I had an easier time parsing ASDL with Yacc. I still can’t tell whether a grammar is LR, LL or RE, but I can tell that Markdown is not CFG.

I just updated ASDL: https://github.com/Chubek/ZephyrASDL

Apologies if I am too late on the documetnation. I am still trying to improve it by using it myself. I also wish to add an Ocaml target.

mcmodknower@programming.dev · 2 months ago

md_inline and md_compound use each other, and not only at the end xor the beginning of the rule, making this a non-type 3 grammar.

Sorry for the late response, i wanted to do a better response but don’t have the time for that currently.

ChubakPDP11+TakeWithGrainOfSalt@programming.dev · 2 months ago

Thanks. I actually have a parse-related question which I will post somewhere soon (as in 2-3 minute).

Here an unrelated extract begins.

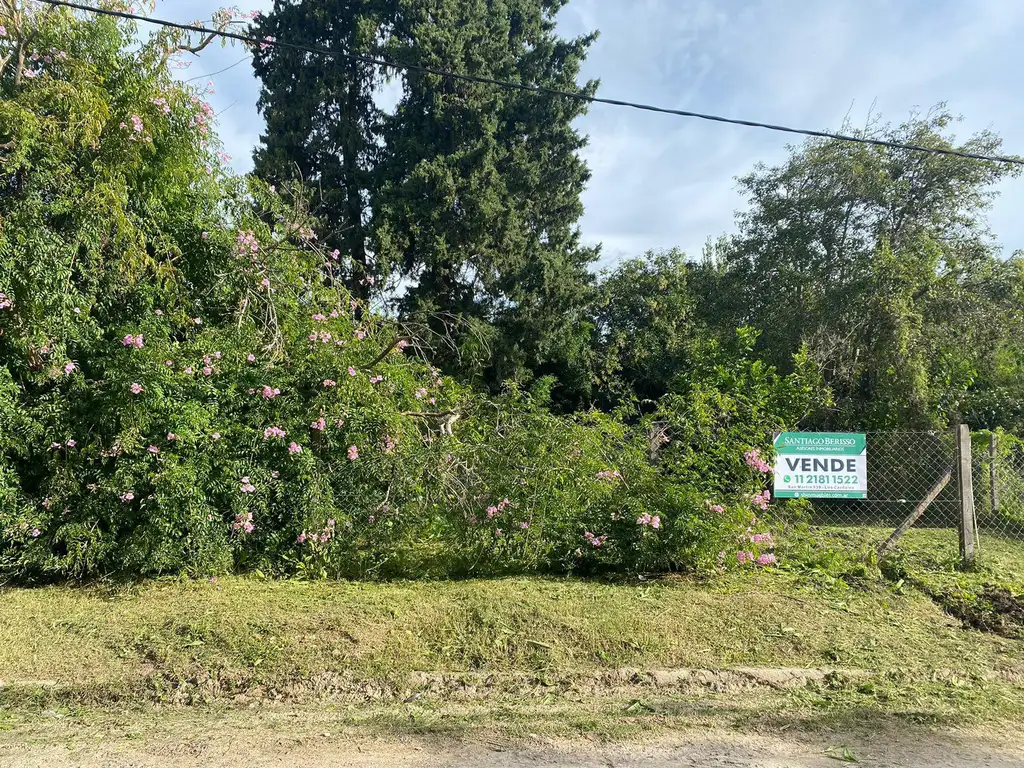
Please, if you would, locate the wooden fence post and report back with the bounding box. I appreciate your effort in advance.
[988,432,999,517]
[956,424,975,567]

Corbin@programming.dev · 3 months ago

[HTML and Markdown] are not grammatically Type 2 (Chomsky-wise, Context-Free); rather, they are Type 3 (Chomsky-wise, Regular).

This is at least half-wrong, in that HTML is clearly not regular. The proof is simple: HTML structurally embeds a language of balanced parentheses (a Dyck language), and such languages are context-free and not regular. I don’t know Markdown well and there are several flavors; it’s quite possible that some flavors are regular. However, traditional Markdown embeds HTML, so if HTML is not regular than neither is Markdown.

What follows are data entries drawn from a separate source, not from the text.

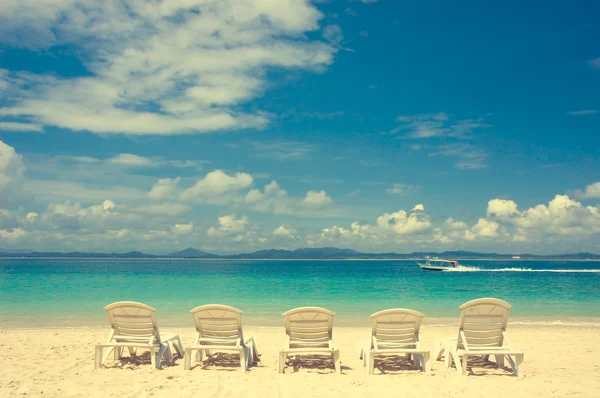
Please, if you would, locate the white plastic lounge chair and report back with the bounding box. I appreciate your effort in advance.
[360,308,431,374]
[185,304,258,372]
[437,298,525,377]
[279,307,342,373]
[94,301,183,369]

I once did a syntax-directed translation of Markdown to HTML in AWK!

Sure. The original Markdown implementation was in Perl and operated similarly. However, note that this doesn’t imply that either language is regular, only that a translation is possible assuming the input is valid Markdown. Punting on recognition means that invalid parse trees have undefined translations, presumably at least sometimes generating invalid HTML.

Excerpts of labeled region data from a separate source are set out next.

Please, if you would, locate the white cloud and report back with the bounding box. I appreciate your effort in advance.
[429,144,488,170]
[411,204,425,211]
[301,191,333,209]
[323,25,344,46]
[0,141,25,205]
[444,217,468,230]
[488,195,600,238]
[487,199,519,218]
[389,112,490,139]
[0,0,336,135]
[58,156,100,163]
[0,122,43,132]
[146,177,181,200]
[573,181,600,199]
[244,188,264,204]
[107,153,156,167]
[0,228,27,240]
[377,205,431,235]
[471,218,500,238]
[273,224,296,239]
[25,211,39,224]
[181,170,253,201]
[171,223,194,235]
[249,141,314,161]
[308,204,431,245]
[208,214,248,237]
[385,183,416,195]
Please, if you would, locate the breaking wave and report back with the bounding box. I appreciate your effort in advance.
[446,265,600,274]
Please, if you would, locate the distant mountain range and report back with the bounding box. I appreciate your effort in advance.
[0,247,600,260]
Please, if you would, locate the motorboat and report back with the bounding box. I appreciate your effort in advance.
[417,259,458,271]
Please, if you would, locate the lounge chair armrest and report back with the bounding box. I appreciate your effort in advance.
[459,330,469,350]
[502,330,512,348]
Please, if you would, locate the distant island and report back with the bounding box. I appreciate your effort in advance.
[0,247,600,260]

ChubakPDP11+TakeWithGrainOfSalt@programming.dev · 3 months ago

I remember reading something about recursive languages in Aho’s Automata Book. I will have to check it again. So Regular Languages can’t be recursive? Is that what ‘recursive’ language even means? I have to read the book again.

Thanks for your help man.

Corbin@programming.dev · 3 months ago

The definition of recursive language can be read on Wikipedia too. Quoting from that page:

All regular, context-free and context-sensitive languages are recursive.

But not all recursive languages are regular. As for “recursive”, it’s a historical term that might not be sufficiently descriptive; today, I’d usually call such languages decidable, to emphasize that they are languages which we can write (always-halting) computer programs to detect.

ChubakPDP11+TakeWithGrainOfSalt@programming.dev · 3 months ago

Thanks! You know last night I fed a model several books and asked it a lot of stuff. This did not come up.

What i do is I glance at the book, then ask the model to explain it to me. I call the model ‘Urkel the Wiz Kid’.

I fed both CS books and CE books. Like Sipsers, A Quantative Approach, Automata of Aho, Harris and Harris, etc.

fubo@lemmy.world · 3 months ago

I’m confused. To me, “building a tree” and “parsing” are the same thing. If you end up with a tree representation of the structure of your document, the thing you did to get there is parsing.

RonSijm@programming.dev · 3 months ago

I suppose “parsing” is a more generic thing. If you “build a tree” you did some form of “parsing” - yes

However when you do “parsing” like “find all links in an html doc” - you’re parsing, but not necessarily building a tree.

Static_Rocket@lemmy.world · edit-2 3 months ago

I mean, you shouldn’t really parse any language (markup, script or otherwise) with regex. The point is there are other tools for the job that get you closer to what the actual interpreter is expecting to see. It’s really easy to botch a regex and accidentally create new syntax matches.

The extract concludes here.